Bronwyn Lace
Bronwyn Lace’s artistic practice draws on natural forms, from swarms of fishing flies to animal skeletons, bringing together visual art with physics, history, museology, and literature. Feast or Famine, 2026 demonstrates Lace’s characteristic repurposing or recycling of materials within immersive, site-responsive installations.
The film originated in time-lapse images taken in 2016 in the basement of Vienna’s Natural History Museum, which captured South African carrion beetles consuming the body of a European barn owl. The same species of bird once inhabited the old Corn Barn, shedding feathers and nesting materials, which Lace allowed to remain in the exhibition.
The songs of mourning that resonate through the barn give voice to death as a cycli- cal, life-giving force. A transgressive blend of whispers and shrieks mingles with tap dance, djembe, tambour, and cajon. What at first seems to be the Catholic requiem Dies Irae reveals a subversive rewriting: a Nguni phrase Uphi Jesu? (Where are you, Jesus?) replaces Pie Jesu, challenging singular interpretations of spirituality. Fusing African and Western traditions, this expressive soundscape straddles the sacred and profane.
Working between South Africa and Vienna, Lace moves between an introspective, process-led studio practice and more communal forms of artistic production. As Director of The Centre for the Less Good Idea, she joined the Centre’s Impresario Neo Muyanga and three South African artists for a creative residency at Valdemars Slot across 2026. Through intensive periods of research and rehearsal, Lace developed her installation in the Corn Barn, while also producing a new performance programme in collaboration with local partners.
Photo: Performances opening Season Two by The Centre for the Less Good Idea and Denmark-based collaborators, May 2026. © Davy Denke
“My communal practice involves co-founding, with William Kentridge, The Centre for the less Good Idea in Johannesburg in 2016. Today, I am its director and lead its international projects. The Centre is a physical and immaterial space to pursue incidental discoveries made in the process of producing work. We take our impulse from the Setswana proverb ‘E a re ngaka kgolo go retelelwa, go alafe ngakana/ If the good doctor can’t cure you, find the less good doctor’.”
— Bronwyn Lace
Photo: David Stjernholm
Artist Bio
Bronwyn Lace (b. 1980, Francistown, Botswana)

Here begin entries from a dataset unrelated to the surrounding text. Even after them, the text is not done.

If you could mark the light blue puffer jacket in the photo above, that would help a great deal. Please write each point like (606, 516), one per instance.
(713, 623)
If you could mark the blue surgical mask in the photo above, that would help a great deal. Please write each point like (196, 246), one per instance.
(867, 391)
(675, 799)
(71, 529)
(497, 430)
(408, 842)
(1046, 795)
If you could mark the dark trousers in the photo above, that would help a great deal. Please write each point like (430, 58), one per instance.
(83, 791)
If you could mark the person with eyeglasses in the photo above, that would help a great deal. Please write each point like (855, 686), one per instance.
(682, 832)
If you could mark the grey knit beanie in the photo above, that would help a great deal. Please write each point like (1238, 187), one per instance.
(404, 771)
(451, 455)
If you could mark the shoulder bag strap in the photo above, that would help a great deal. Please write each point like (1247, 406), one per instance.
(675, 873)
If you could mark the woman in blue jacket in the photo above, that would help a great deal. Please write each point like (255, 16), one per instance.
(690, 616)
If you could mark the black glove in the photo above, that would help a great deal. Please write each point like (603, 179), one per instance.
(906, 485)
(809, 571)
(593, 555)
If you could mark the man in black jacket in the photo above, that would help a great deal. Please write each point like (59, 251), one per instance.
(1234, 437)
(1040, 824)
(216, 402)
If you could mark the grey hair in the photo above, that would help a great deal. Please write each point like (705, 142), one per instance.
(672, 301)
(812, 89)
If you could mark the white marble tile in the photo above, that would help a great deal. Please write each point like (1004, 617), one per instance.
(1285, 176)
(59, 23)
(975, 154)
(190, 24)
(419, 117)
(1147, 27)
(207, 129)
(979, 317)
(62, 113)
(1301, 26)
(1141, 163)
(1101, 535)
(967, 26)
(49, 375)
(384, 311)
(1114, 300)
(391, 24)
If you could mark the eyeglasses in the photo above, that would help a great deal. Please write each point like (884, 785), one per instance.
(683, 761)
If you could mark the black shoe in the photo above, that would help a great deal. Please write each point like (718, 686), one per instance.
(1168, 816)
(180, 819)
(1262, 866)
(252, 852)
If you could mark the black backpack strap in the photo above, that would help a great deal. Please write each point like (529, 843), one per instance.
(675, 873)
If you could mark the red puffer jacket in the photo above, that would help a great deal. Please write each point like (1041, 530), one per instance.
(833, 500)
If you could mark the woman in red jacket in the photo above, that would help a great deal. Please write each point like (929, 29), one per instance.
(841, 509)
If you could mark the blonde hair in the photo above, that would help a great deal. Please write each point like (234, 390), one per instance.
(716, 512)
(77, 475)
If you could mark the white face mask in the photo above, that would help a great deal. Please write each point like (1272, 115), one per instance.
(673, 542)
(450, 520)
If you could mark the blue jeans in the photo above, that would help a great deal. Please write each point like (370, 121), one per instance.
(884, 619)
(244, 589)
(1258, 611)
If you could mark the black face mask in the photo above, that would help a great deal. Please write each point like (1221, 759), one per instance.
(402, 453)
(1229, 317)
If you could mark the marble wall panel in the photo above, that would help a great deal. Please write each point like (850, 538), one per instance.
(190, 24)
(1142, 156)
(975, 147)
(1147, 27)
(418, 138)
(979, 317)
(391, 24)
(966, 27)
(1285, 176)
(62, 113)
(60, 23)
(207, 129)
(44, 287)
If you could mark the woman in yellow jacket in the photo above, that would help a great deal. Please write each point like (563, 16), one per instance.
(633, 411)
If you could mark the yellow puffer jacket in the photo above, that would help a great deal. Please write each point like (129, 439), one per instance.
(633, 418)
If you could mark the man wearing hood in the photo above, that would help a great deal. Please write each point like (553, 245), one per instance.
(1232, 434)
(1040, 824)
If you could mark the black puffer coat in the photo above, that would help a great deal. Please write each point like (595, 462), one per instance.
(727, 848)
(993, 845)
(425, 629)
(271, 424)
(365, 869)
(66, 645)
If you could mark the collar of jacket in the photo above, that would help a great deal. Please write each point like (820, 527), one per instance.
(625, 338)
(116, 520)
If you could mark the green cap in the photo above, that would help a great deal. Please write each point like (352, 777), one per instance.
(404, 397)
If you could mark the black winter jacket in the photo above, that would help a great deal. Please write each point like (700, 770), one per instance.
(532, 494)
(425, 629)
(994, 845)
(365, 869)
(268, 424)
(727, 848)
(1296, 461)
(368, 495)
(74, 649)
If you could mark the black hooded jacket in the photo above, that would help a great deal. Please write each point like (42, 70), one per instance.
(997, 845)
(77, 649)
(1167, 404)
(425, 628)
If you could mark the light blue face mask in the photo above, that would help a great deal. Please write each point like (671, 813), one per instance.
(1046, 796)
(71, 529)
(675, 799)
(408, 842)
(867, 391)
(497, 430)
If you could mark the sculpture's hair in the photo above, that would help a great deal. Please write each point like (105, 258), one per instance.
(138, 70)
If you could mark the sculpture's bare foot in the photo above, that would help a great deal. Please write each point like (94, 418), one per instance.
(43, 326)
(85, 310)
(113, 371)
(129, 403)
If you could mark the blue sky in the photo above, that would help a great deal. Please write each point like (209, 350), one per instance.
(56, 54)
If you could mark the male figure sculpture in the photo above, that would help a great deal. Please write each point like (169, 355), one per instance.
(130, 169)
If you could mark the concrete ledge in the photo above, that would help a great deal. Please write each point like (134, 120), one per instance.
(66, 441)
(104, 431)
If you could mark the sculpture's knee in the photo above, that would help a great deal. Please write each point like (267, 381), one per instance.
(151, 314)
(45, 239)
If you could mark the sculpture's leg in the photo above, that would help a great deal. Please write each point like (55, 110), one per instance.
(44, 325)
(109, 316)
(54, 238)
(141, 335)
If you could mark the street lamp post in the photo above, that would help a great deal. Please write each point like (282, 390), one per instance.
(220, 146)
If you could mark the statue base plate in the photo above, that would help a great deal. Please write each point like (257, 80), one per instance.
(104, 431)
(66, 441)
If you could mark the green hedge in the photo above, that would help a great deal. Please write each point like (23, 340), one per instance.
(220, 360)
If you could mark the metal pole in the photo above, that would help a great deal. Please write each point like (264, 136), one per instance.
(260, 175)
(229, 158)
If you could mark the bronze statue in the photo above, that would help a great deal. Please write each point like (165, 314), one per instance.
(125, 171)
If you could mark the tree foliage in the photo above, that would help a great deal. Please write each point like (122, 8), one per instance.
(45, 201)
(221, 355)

Bronwyn Lace co-founded The Centre for the Less Good Idea in 2016 with William Kentridge in Johannesburg, where she continues to serve as Director. Under The Centre Outside the Centre, she also works to establish relationships between the Centre and spaces across the globe. In 2020 the artist co-founded The ZoNE in Vienna, a collective exploring new approaches to inquiry and curation across disciplines.